THERMAL PERFORMANCE OF A COMPACT SOLAR ASSISTED HEAT PUMP
2011 - PDF 0.25MB
Document Number: 2011.001
Heat Pumps to supply hot-water for domestic consumption are widely used especially in countries where electric energy is also employed for this purpose. Brazil is a country where most of the domestic hot-water requirements are supplied by electric energy, but basically it is done with electric showers. This solution, although cheap for the user in terms of initial investment, has a strong impact on the generation, transmission and distribution – GTD costs. Electric showers have an average power of more than 5 kW, and are a strong contribution to the residential electric energy end use (around 24% in Brazil (Procel/Eletrobras, 2007)). Also, they are partially responsible by the “peak hour” of the power consumption in the residential sector that occurs from 18:00 to 21:00 hours in Brazil.
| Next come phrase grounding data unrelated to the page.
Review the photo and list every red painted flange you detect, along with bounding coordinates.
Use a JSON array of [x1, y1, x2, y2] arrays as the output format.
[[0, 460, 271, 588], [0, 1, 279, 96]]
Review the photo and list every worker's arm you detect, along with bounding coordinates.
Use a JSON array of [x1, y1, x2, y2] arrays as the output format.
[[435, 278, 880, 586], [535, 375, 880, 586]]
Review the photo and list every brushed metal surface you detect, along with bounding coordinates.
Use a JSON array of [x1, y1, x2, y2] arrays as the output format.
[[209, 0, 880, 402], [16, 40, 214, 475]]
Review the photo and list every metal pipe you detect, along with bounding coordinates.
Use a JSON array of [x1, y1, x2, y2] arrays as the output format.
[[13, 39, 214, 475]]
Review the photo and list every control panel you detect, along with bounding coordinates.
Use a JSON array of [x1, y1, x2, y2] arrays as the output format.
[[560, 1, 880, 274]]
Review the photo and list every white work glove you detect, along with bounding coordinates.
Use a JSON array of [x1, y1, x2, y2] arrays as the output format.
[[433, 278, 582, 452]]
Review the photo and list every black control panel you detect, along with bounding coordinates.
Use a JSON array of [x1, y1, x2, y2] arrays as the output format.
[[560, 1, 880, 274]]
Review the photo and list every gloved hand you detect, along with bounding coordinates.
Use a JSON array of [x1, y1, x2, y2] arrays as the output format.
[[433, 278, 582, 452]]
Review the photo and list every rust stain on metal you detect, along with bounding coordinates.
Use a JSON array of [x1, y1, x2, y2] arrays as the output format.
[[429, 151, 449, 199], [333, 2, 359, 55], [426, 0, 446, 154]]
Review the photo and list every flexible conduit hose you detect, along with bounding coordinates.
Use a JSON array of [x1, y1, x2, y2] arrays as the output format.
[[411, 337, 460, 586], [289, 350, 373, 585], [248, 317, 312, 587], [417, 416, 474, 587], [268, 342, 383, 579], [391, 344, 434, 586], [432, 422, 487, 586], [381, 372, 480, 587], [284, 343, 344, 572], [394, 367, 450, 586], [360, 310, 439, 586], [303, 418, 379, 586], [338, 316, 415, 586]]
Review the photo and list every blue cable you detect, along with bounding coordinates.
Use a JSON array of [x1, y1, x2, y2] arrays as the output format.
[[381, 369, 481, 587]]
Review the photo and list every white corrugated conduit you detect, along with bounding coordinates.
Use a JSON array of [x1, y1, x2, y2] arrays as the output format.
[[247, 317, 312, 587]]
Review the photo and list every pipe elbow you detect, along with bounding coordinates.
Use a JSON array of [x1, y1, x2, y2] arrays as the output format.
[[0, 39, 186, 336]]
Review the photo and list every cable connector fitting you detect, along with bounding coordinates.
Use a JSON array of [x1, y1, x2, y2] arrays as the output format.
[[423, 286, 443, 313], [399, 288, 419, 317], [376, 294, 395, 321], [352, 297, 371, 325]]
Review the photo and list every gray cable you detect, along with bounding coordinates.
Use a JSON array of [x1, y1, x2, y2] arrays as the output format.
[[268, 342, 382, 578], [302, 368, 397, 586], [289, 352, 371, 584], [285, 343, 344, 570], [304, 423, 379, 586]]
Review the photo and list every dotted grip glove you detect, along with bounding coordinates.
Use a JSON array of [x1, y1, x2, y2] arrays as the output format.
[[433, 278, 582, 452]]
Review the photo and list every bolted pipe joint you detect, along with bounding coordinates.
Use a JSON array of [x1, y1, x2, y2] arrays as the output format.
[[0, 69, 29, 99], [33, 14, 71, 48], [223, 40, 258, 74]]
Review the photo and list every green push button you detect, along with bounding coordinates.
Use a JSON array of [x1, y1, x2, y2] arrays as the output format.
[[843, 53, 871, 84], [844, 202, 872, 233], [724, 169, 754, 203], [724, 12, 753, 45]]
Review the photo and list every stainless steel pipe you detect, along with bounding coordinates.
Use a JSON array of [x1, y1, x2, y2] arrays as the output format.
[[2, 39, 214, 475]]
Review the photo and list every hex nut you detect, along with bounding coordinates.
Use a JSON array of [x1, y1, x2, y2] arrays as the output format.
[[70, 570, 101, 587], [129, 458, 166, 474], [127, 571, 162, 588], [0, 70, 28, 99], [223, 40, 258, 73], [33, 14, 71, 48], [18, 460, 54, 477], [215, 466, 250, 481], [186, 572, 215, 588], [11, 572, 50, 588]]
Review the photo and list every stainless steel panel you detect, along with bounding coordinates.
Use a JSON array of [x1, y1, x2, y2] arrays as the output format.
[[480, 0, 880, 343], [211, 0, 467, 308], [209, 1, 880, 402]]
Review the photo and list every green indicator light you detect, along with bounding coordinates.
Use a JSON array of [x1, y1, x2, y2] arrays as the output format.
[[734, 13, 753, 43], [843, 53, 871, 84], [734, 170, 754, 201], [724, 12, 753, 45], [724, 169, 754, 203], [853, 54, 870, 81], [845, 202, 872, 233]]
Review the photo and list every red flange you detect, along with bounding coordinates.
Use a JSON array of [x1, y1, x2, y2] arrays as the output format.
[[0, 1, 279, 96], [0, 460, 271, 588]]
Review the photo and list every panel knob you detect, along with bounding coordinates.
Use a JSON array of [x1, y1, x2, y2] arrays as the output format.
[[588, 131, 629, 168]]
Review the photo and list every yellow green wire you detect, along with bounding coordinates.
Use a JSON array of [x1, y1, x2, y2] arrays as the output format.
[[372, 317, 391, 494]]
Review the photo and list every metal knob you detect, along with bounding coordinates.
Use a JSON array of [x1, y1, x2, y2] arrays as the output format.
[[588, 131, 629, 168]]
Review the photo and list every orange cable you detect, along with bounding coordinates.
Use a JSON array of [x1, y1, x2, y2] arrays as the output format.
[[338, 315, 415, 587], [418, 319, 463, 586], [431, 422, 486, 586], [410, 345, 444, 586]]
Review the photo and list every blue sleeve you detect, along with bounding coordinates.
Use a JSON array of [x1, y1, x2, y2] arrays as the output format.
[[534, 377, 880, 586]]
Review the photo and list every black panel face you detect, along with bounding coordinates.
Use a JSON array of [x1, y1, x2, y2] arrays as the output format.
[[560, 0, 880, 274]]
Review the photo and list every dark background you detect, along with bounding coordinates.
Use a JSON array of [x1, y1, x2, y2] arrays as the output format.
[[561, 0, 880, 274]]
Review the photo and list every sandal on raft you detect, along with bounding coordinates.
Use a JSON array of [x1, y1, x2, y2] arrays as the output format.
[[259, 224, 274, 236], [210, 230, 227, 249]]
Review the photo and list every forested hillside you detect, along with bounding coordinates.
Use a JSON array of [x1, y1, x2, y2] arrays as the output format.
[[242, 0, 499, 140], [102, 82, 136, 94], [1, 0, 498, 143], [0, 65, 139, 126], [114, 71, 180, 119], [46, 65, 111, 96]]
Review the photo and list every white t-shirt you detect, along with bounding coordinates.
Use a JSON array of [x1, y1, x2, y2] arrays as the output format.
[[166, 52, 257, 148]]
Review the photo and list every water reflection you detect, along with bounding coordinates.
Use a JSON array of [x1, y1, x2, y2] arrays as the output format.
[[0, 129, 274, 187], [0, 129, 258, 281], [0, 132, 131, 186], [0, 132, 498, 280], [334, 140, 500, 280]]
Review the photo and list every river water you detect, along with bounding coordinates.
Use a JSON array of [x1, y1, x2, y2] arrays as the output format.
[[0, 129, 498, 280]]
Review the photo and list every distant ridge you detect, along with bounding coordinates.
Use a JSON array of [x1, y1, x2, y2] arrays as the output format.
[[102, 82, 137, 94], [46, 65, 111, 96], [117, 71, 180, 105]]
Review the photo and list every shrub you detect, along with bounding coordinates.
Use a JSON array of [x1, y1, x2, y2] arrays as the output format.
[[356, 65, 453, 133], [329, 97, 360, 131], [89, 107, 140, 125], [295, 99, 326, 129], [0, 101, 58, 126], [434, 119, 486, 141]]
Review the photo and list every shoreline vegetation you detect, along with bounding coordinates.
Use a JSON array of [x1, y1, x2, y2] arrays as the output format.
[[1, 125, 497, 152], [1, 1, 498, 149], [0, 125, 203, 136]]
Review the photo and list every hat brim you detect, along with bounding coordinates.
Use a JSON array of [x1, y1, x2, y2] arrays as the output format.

The consumption growth observed in the last years leads to a lack of reliability of the system, and energy efficiency measures are necessary to avoid risks and to postpone investments in GTD. Solar hot-water systems have been used as an effective way to mitigate the problems caused by the intensive use of electric showers, however, this solution faces some problems when used in low-income housing units: absence of hot-water piping, inadequate structure to install collectors and thermal storage, increase of specific thermal energy costs for small systems, and use of an electric shower as the backup system.